Мимо
от железной дороги
и дорожного шума
мимо шумного света
мимо светлого мая
и до майского сада
мимо майского сада
и садового дыма
мимо дымных посёлков
поселковых придурков
до придурочных девок
от придурочных девок
от девичьих гулянок
от гулящих подружек
и от дружеских пьянок
мимо пьяного счастья
мимо пьяного счастья
и счастливого мига
до мгновенного чуда
до чудесного света
и до светлого рая
но от светлого рая
и до райского света
кто-то ходит кругами
и петляет и кружит
между раем и светом
всё кружит и петляет
между светом и раем
так и ходит кругами
и никак не отыщет
где судьба его ляжет
Град на горе
1. В Красноарамейске стены жёлты, а пески красны.

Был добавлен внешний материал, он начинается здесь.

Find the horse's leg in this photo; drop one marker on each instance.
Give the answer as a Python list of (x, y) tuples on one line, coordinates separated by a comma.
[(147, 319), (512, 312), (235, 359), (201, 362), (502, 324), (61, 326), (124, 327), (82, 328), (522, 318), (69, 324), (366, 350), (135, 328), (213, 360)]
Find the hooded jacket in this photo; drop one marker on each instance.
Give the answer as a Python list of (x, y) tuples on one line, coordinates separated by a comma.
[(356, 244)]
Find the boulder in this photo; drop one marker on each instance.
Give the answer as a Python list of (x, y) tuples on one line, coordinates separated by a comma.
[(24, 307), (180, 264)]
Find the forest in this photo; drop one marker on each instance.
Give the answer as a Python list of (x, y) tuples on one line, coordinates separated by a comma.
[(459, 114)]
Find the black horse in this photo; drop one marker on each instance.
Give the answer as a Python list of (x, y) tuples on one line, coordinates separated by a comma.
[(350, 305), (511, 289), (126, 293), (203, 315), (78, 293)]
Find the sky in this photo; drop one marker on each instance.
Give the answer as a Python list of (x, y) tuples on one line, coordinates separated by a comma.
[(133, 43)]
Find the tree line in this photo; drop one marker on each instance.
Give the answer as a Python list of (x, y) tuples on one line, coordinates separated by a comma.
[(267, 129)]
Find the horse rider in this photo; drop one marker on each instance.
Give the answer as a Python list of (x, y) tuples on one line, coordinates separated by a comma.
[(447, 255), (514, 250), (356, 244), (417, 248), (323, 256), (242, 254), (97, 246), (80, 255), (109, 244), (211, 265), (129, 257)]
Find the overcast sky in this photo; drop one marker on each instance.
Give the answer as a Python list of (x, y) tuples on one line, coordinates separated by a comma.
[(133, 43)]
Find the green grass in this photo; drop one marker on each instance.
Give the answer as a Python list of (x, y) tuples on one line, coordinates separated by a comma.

В Красноарамейске юноши разумны, а девы прекрасны.
В Красноарамейске ручьи текут в гору, а гора смотрит вниз —
на идущих вверх, на бегущих вдаль и на павших ниц.
2. В Красноарамейске зрелый муж — это воин,
в шлеме остроконечном, с луком или пращой.
Воины в Красноарамейске умирают стоя,
да так и стоят потом, лица укутав плащом,
свободной рукой указывая дорогу к храму и магазину,
дорогу к рынку, автовокзалу, Мавзолею и Эчмиадзину.
Каменные бабы женска полу тоже встречаются в Красноарамейске.
Но эти еще и ходят. Точней, не стоят на месте.
Вот вчера еще возвышалась у рынка, указывая на цементный завод,
сегодня стоит у ратуши и с нею еще целый взвод —
все показывают пальцами правильные стороны света:
север, юг, вон ту, вон ту и вот эту.
Стоят стеной плача, крича или молча,
не берёт их ни червь, ни ржа, ни иная порча.
В общем, в Красноарамейске мёртвый всегда при деле.
Он твёрд и спокоен. Он сделал уже всё, что мог,
и делает ещё больше в своём новом каменном теле.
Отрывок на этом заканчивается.